Trace analytics with OTel protocol analytics
Introduced 2.15
Trace analytics with OTel protocol analytics provide comprehensive insights into distributed systems. You can visualize and analyze the following assets:
- Service: The components of a distributed application. These components are significant logical terms used to measure and monitor the application’s building blocks in order to validate the system’s health.
- Traces: A visual representation of a request’s path across services into requests’ journeys across services, offering insights into latency and performance issues.
- RED metrics: Metrics for service health and performance, measured as requests per second (rate), failed requests (errors), and request processing time (duration).
Trace analytics visualizations
Services visualizations, such as a table or map, help you logically analyze service behavior and accuracy. The following visualizations can help you identify anomalies and errors:
- Services table
- A RED indicator, along with connected upstream and downstream services and other actions, is indicated in each table column. An example Services table is shown in the following image.
- General-purpose filter selection is used for field or filter composition. The following image shows this filter.
- The Services throughput tooltip provides an at-a-glance overview of a service’s incoming request trend for the past 24 hours. The following image shows an example tooltip.
- The Services correlation dialog window provides an at-a-glance overview of a service’s details, including its 24-hour throughput trend. You can use these details to analyze correlated logs or traces by filtering based on the
serviceName
field. The following image shows this window.
- The Services RED metrics dialog window provides an at-a-glance overview of a service’s RED metrics indicators, including 24-hour error, duration, and throughput rate. The following image shows this window.

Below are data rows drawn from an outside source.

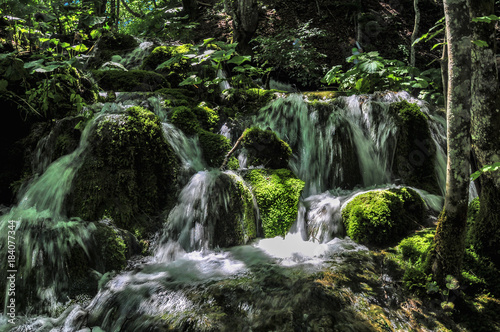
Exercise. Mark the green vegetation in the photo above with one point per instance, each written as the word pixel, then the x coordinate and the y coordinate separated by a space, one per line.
pixel 277 193
pixel 130 171
pixel 265 148
pixel 382 217
pixel 132 80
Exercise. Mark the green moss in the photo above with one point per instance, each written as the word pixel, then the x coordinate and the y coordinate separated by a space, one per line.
pixel 277 193
pixel 415 152
pixel 214 147
pixel 177 97
pixel 129 172
pixel 175 72
pixel 265 148
pixel 382 217
pixel 132 80
pixel 235 222
pixel 247 101
pixel 207 116
pixel 184 119
pixel 111 44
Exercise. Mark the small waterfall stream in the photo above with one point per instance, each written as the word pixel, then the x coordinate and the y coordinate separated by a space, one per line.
pixel 341 149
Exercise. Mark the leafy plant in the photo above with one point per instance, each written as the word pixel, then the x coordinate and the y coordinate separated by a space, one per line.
pixel 374 73
pixel 291 50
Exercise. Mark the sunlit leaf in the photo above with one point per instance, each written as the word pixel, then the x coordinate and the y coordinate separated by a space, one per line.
pixel 480 43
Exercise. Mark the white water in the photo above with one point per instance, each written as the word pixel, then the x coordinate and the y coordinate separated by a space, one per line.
pixel 165 283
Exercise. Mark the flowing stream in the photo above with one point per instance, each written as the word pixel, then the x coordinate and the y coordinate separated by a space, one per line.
pixel 341 148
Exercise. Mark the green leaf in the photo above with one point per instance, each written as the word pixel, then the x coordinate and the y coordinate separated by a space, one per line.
pixel 3 85
pixel 191 80
pixel 80 48
pixel 239 59
pixel 486 19
pixel 480 43
pixel 371 66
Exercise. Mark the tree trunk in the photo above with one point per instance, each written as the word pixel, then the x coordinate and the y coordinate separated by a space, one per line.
pixel 485 113
pixel 449 240
pixel 444 71
pixel 414 35
pixel 245 21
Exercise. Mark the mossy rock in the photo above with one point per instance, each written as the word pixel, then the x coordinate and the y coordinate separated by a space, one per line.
pixel 108 250
pixel 132 80
pixel 277 193
pixel 247 101
pixel 177 97
pixel 62 94
pixel 111 44
pixel 184 118
pixel 382 217
pixel 414 159
pixel 175 72
pixel 129 172
pixel 264 147
pixel 483 220
pixel 214 147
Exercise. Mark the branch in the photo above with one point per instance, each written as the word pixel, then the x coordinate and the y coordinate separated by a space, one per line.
pixel 226 159
pixel 130 10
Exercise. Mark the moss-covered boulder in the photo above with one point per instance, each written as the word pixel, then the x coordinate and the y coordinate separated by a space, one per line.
pixel 277 193
pixel 111 44
pixel 214 147
pixel 265 148
pixel 107 250
pixel 129 171
pixel 237 223
pixel 247 101
pixel 174 97
pixel 132 80
pixel 61 94
pixel 177 71
pixel 382 217
pixel 414 159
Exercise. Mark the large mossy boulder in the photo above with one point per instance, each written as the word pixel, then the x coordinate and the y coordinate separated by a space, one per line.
pixel 132 80
pixel 111 44
pixel 277 193
pixel 200 120
pixel 130 171
pixel 382 217
pixel 414 159
pixel 264 147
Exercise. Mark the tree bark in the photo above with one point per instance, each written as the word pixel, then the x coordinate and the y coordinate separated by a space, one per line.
pixel 485 114
pixel 245 16
pixel 414 35
pixel 447 255
pixel 190 8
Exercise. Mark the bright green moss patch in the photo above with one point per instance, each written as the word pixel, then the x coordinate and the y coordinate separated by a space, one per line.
pixel 177 71
pixel 265 148
pixel 247 101
pixel 382 217
pixel 214 147
pixel 130 171
pixel 415 152
pixel 132 80
pixel 277 193
pixel 183 118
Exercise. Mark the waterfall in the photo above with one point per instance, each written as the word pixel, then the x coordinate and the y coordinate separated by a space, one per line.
pixel 204 273
pixel 43 235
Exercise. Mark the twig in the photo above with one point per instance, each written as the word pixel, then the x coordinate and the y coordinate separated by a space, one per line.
pixel 226 159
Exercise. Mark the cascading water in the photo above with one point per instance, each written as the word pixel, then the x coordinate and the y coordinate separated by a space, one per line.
pixel 341 149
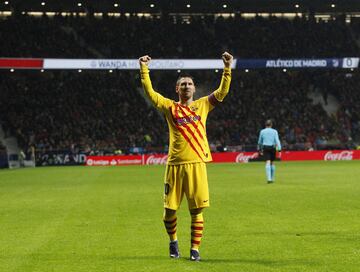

- The Span details dialog window provides the details of a trace. You can use this information to further analyze a trace’s elements, such as attributes and associated logs. The following image shows this window.
- Service map
- The Service map displays nodes, each representing a service. The node color indicates the RED indicator severity for that service and its dependencies. The following image shows a map.
-
You can select a node to open a detailed dialog window for its associated service. This interactive map visualizes service interconnections, helping identify problems by service, unlike dashboards that identify issues by operation. You can sort by error rate or latency to pinpoint potential problem areas.
-
In the Service map dialog window, nodes represent connected downstream services dependent on the selected service. The node color indicates the RED indicator severity for that service and its downstream dependencies. The following image shows this dialog window.
- Trace groups
- Traces are grouped by their HTTP API name, allowing clustering based on their business functional unit. Traces are grouped by HTTP method and path, displaying the average latency, error rate, and trends associated with a particular operation. You can filter by trace group name. The following image shows the Trace Groups window.
- In the Trace Groups window, you can filter by group name and other filters. You can also analyze associated traces. To drill down on the traces that comprise a group, select the number of traces in the right-hand column and then choose an individual trace to see a detailed summary.
- The Trace details window displays a breakdown of a single trace, including its corresponding spans, associated service names, and a waterfall chart of the spans’ time and duration interactions. The following image shows this view.